Michigan's real estate market 'somewhat jittery,' experts say

Detroit is still a bargain

By Gary Gosselin

Dolan Media Newswires

If you're looking for office space in Michigan, it is still a buyer's market. But if you're looking for sales transactions, things are a bit slow for now.

Sommers Schwartz PC moved late December from the Southfield Town Center to One Towne Square, also in Southfield. Despite the complete upheaval of the office in December, the move was more than worth it, said Joseph Bourgon, the firm's managing partner.

"That space was designed 25 years ago when lawyers were practicing differently, and we would have had to gut our old space to refit or redo," he said. "Occupancy levels are down and rents are down, and this gave us a good opportunity to modernize and locate all on one floor. It's looking like occupancy rates are starting to go up, but it is still a good time to get new property."

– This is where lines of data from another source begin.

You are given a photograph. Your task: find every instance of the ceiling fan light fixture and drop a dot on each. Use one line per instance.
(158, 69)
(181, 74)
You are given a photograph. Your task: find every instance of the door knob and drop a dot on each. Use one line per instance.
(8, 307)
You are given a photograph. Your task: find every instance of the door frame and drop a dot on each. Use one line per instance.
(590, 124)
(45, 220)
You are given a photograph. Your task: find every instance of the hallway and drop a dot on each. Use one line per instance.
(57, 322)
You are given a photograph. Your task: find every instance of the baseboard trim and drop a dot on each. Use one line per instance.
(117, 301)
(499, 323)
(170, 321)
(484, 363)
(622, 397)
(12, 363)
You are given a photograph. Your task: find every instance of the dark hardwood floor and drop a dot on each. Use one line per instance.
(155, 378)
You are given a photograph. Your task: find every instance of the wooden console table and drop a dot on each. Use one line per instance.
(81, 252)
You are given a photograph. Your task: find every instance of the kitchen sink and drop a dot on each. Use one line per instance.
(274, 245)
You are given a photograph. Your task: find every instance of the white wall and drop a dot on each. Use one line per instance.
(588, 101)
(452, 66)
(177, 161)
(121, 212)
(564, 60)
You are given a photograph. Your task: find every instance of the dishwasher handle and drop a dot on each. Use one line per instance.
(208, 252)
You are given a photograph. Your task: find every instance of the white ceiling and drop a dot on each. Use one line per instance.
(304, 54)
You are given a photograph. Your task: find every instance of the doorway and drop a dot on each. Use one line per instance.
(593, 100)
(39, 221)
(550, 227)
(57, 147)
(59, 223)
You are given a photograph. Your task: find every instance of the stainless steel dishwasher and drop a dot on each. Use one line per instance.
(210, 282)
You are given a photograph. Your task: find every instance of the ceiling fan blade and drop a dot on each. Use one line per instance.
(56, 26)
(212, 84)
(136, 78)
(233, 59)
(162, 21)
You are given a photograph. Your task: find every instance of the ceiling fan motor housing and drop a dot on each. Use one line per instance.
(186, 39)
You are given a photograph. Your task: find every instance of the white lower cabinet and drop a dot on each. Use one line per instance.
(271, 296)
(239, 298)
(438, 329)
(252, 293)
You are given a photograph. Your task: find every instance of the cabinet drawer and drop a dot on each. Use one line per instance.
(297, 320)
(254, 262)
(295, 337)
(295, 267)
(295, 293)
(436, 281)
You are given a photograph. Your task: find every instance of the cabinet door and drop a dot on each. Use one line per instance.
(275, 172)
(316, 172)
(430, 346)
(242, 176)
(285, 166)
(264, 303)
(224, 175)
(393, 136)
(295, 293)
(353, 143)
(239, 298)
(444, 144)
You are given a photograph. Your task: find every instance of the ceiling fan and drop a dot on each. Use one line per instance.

Detroit is still a true bargain, said Kelly Burris of Ann Arbor, managing partner at the newly opened Detroit office of IP firm Brinks Hofer Gilson & Lione.

They just opened at 300 River Place Drive--in the same building as the new U.S. Patent & Trademark Office satellite branch--and Burris said she couldn't be happier.

"We really needed to be close to the patent office; the business model is to best serve our clients by being on site, and we have conference rooms and open offices where visiting attorneys from our other offices can come in, and we have a specific business model here in Detroit," she said.

The price was right, too, she said, especially comparing costs to the suburbs, and the amenities for the cost-- the Detroit River is just outside their front door--are outstanding for any location.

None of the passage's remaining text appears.